E aí, para quem me conhece e sabe que não resisto a um desafio, me fui a ver o que existe de pesquisa e ações práticas sobre o assunto. E lógico, ampliando para a população idosa também.
Começando pela definição do que são pessoas atípicas.
"O termo "atípico" é usado para descrever pessoas cujo desenvolvimento neurológico ou intelectual não segue o padrão típico, sendo comum em contextos de transtornos como autismo, TDAH, entre outros, mas sem limitar o conceito a um diagnóstico específico. Também é uma forma mais inclusiva e abrangente para falar sobre a diversidade nos modos de aprender e se desenvolver."
Ou seja, são pessoas que aprendem, sentem, ou se comportam de um jeito diferente da maioria, e por isso pode precisar de um suporte especial ou atenção diferenciada para se desenvolver bem. Ainda temos uma visão muito estereotipada sobre essa diversidade de pensar e compreender o mundo, como se o “normal” fosse a régua adequada para tudo. Mas o que é o normal? E como as cidades são planejadas, construídas e vividas dentro dessa ótica da normalidade?
As cidades que habitamos foram, historicamente, projetadas para uma população idealizada: jovem, neurotípica e com plena mobilidade. Os tais corpos saudáveis e jovens. Mas a realidade é muito mais diversa. Pessoas neurodivergentes, idosos e outros grupos com necessidades específicas representam cada vez mais uma parcela significativa da população urbana. E é urgente que suas vozes devam ser ouvidas no planejamento das cidades.
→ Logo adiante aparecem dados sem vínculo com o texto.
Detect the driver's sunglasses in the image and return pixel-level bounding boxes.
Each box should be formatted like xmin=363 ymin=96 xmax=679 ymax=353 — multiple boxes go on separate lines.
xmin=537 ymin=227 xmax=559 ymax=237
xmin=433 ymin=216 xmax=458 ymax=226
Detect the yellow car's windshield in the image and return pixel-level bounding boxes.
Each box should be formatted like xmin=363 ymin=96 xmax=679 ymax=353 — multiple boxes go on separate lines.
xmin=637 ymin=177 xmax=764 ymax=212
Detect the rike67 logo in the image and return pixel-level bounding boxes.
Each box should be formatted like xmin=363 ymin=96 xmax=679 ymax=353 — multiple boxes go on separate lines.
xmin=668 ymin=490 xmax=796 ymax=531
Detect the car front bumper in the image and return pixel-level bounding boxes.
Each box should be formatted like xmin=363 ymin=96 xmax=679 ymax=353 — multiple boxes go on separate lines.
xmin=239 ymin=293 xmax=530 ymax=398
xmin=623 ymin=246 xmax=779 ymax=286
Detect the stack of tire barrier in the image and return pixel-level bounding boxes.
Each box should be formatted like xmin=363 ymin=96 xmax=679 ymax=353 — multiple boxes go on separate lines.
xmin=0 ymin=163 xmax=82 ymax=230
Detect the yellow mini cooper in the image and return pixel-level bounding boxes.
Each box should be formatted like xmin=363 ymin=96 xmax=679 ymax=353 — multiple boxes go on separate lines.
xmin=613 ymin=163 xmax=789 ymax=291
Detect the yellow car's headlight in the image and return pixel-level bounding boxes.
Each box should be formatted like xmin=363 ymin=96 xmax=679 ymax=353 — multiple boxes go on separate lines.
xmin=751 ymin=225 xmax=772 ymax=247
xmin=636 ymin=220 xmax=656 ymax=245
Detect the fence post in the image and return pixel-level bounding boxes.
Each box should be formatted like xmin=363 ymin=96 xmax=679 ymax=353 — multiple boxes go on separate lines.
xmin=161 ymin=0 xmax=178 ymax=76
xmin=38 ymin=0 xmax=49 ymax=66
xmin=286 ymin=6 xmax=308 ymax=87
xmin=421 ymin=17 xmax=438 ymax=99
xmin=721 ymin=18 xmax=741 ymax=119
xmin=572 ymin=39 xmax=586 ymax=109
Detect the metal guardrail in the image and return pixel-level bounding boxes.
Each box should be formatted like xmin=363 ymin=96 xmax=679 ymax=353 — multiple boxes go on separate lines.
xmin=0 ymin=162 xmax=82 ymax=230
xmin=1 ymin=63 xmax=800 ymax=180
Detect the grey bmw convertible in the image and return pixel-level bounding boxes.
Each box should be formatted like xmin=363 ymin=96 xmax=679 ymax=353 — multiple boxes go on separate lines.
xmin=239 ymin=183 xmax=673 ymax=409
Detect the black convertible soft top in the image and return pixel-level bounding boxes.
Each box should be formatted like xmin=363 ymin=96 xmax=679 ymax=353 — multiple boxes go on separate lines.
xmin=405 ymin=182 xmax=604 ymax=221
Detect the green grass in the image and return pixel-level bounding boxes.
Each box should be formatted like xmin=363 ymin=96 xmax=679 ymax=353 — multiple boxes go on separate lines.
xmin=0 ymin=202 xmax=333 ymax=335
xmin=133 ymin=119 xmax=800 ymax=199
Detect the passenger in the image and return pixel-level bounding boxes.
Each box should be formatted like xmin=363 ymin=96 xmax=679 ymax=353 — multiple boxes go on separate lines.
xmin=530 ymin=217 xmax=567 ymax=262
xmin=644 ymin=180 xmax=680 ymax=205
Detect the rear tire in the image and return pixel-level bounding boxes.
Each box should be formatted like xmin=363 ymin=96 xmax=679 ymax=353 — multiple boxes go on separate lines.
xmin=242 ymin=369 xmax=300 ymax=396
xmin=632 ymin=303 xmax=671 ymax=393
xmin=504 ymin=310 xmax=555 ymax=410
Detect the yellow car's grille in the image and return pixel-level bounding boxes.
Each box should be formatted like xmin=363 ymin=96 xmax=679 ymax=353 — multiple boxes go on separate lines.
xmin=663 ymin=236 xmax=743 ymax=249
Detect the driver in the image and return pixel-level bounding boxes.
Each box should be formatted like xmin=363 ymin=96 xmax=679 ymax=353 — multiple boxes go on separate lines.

Há vários estudos recentes que mostram um movimento global em direção a criação de espaços urbanos mais inclusivos, que possam reconhecer e valorizar a diversidade humana em todas as suas formas. Aqui neste texto procurei reunir o que descobri em termos de pesquisas, desafios e soluções que tenham possibilidade de transformar nossas cidades. Obviamente esta não é uma revisão bibliográfica acadêmica e que podem existir mais estudos. Mas a ideia é dar um breve panorama do que está sendo feito.
Os desafios: Quando a cidade exclui
Sobrecarga sensorial e barreiras invisíveis
Para pessoas no espectro autista e outros neurodivergentes, o ambiente urbano pode ser uma fonte constante de estresse. A estrutura e o ritmo das cidades, com seus ruídos intensos, multidões, luzes piscantes e excesso de estímulos visuais, geram uma sobrecarga sensorial que limita o acesso a oportunidades e a participação na vida comunitária.
As pesquisas apontam uma lacuna crítica: a falta de um quadro teórico sobre justiça espacial para a neurodiversidade dificulta que essas comunidades reivindiquem seu "direito à cidade". Sem esse referencial, pessoas neurodivergentes ficam à margem dos processos de planejamento urbano. Ou seja, é preciso que estas populações sejam ouvidas em suas necessidades.
O envelhecimento das cidades
Enquanto isso, a população urbana envelhece rapidamente, mas a infraestrutura não acompanha. Idosos enfrentam calçadas inadequadas, transporte público inacessível e falta de espaços comunitários apropriados. A digitalização de serviços públicos, quando feita sem o devido suporte, aprofunda ainda mais o isolamento social desse grupo. Já falei sobre este problema da acessibilidade digital, um tema urgente a ser abraçado pela sociedade e poder público para fortalecer a autonomia desta população.Desigualdade que se acumula
Esses problemas não existem isoladamente. A segregação residencial, a pobreza e as moradias precárias afetam desproporcionalmente os grupos mais vulneráveis, criando um ciclo de desvantagem que limita o acesso a empregos, educação de qualidade e segurança. Um problema presente na sociedade brasileira(e mundial), a desigualdade faz com que existam abismos de atendimento e qualidade de vida e dignidade para as pessoas atipicas e idosas mais carentes.As soluções: Repensando o espaço urbano
Planejamento para a neurodiversidade
As pesquisas comprovam o que sabe na prática. Que a mudança mais importante não está apenas em ajustes de design, mas em uma transformação de paradigma. A proposta é incorporar a neurodiversidade como um valor central no planejamento urbano, garantindo justiça espacial.Exemplos práticos já implementados:
- Mesa, Arizona (EUA) tornou-se a primeira cidade certificada para o autismo, com guias sensoriais para atrações públicas e o programa "Hidden Disabilities Sunflower", que permite que pessoas com deficiências não visíveis sinalizem a necessidade de apoio.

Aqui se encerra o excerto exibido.